One of the uncomfortable conversations is the equal or fair split of the business among successors. It is not unlikely (especially nowadays) that, while some family members or successors are intimately involved in the farming operation, some other family members are not. This unbalanced interest might lead predecessors to consider a fair split rather than an equal split approach to the farm transition.

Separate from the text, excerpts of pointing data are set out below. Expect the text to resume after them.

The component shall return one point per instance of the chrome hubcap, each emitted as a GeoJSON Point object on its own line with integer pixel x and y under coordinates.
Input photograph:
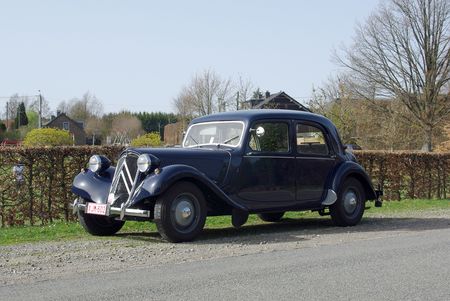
{"type": "Point", "coordinates": [184, 212]}
{"type": "Point", "coordinates": [350, 201]}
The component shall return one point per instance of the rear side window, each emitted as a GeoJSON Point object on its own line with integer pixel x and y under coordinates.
{"type": "Point", "coordinates": [311, 140]}
{"type": "Point", "coordinates": [270, 137]}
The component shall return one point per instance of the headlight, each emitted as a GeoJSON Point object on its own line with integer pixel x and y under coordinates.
{"type": "Point", "coordinates": [98, 163]}
{"type": "Point", "coordinates": [144, 163]}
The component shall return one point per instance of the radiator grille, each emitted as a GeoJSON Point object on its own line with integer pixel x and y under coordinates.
{"type": "Point", "coordinates": [124, 176]}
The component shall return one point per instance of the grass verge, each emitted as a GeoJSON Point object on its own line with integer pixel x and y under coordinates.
{"type": "Point", "coordinates": [73, 230]}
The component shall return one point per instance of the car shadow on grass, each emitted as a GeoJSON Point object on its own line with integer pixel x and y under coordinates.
{"type": "Point", "coordinates": [288, 230]}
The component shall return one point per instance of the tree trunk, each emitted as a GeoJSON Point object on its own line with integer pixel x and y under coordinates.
{"type": "Point", "coordinates": [428, 147]}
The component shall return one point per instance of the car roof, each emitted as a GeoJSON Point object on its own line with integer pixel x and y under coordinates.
{"type": "Point", "coordinates": [249, 115]}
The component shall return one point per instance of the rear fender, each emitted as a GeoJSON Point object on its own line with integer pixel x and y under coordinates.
{"type": "Point", "coordinates": [157, 183]}
{"type": "Point", "coordinates": [351, 169]}
{"type": "Point", "coordinates": [92, 186]}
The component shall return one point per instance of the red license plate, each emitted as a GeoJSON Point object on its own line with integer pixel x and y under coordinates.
{"type": "Point", "coordinates": [98, 209]}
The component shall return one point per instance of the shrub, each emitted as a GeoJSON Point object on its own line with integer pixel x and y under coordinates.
{"type": "Point", "coordinates": [47, 137]}
{"type": "Point", "coordinates": [148, 140]}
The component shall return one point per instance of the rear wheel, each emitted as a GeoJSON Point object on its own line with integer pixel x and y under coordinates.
{"type": "Point", "coordinates": [349, 207]}
{"type": "Point", "coordinates": [99, 225]}
{"type": "Point", "coordinates": [180, 213]}
{"type": "Point", "coordinates": [271, 217]}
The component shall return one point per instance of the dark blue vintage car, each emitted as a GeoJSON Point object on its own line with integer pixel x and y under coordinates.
{"type": "Point", "coordinates": [237, 163]}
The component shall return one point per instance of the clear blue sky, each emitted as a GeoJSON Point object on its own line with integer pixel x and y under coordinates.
{"type": "Point", "coordinates": [137, 55]}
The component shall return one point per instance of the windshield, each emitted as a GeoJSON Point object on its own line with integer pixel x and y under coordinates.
{"type": "Point", "coordinates": [223, 132]}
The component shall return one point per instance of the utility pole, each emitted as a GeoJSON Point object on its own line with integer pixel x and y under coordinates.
{"type": "Point", "coordinates": [7, 115]}
{"type": "Point", "coordinates": [40, 110]}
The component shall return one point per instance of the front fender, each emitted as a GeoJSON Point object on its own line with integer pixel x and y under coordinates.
{"type": "Point", "coordinates": [92, 186]}
{"type": "Point", "coordinates": [352, 169]}
{"type": "Point", "coordinates": [156, 184]}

Another uncomfortable conversation is determining who will make the decisions on the farming operation. Although a transition may have been agreed upon between the predecessors and the successors, it is not uncommon that the predecessors keep making major decisions, impeding the new generation from fulfilling their role as new owners and directors of the operation. The timelines for these transition plans can also be a difficult conversation, especially if a predecessor has an unfavorable health condition. Similarly, if a successor member has an unfavorable health condition, the circumstances might lead to challenging conversations as well as biased decisions.
Find a coordinator
These are several instances where uncomfortable conversations may paralyze the farm transition plan. However, if you place your fears aside and decide to develop a farm transition plan, seeking the help of a certified farm transition coordinator is highly recommended. These professionals are trained to guide you in this process so you and your family can understand where the farm business currently stands, envision where you all want the farm business to be in the future, and set a plan to reach that goal. If you need a certified farm transition coordinator but do not know where to find one, you can search for some near your location in the International Farm Transition Network (IFTN) at www.farmtransition.org. After having a candid conversation, trust your coordinator to lead this process to minimize the uncomfortable circumstances and conversations while developing a successful farm transition plan.